Когда костюмы и платья скрылись за соснами, а мы по-прежнему не знали, что сказать друг другу. «Да и что говорить?» — думала я. Причитать о том, как так вышло, что наш замечательный, счастливый Саша ненароком прилип к этой огромной рыхлой Веронике, самая романтичная фраза которой «мамке надо помочь огород вскопать». Веронике, которая будет пискляво требовать на реснички, меряясь с девочками, кому из них удалось упихать свой груздь окончательнее и бесповоротнее в кузов, куда он забрался по собственному желанию под тосты родственников?

— Кать, доставай третью бутылку. Я открою, — вдруг сказал Сережа.

— А как же велик? — без улыбки спросила Катя.

— Да искупаюсь, выветрится всё. Поеду обратно через дачи.

Сережа покрутил в руках вино и отставил в сторону, мотая головой.

— Подруги, вы, конечно, можете считать меня ужасным человеком. И я совсем не знаю эту Веронику, может быть, она замечательная, милая девушка. Но вот морда у неё… прямо сучья! Такая, которая будет говорить: «Саш, мамке надо помочь огород вскопать». Вот с этой вот интонацией, ну, вы поняли.

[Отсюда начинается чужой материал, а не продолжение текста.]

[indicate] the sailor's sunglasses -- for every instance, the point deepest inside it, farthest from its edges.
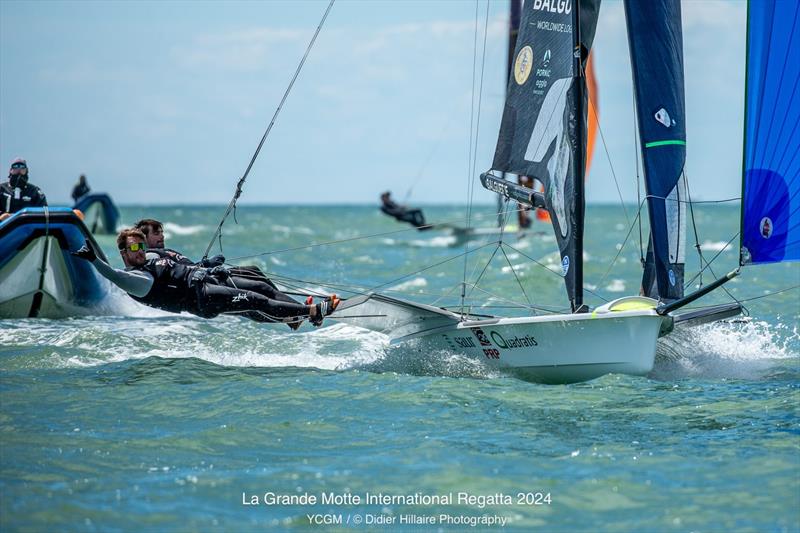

— Сереж, спасибо тебе. Правда, — выдохнула я, — я не смогла первой.

— И я, — кивнула Катя, рисуя пяткой круги на сыром песке.

По крыше «грибка» застучал дождь, сначала редкими каплями, потом сильнее и сильнее. Мы постягивали сохнущие купальники и тесно прижались друг к другу, едва уместившись под маленькой крышей так, чтобы по нам не текла вода.

— Да чего приуныли? Не переживайте вы, через год разведутся! — обнял нас Сережа, облив мою грудь свежим ароматным красненьким.

— Дурацкий дождь, — прошипела Катя, — теперь уже, видно, до утра не закончится.

Пара, к началу ливня обогнавшая нас уже на восемь бутылок пива, решила отбыть. Девушка безуспешно пыталась натянуть брюки на мокрого спутника, упирающегося головой в ножку «грибка». После нескольких попыток она закинула вещи на плечи парня, а его — на свои, и, тяжело выписывая восьмерки, они пошагали куда-то в деревья, слившиеся в сплошную темную стену.

— А эти не разведутся. Эти буду жить, — добавил Сережа, доедая остывшую пиццу.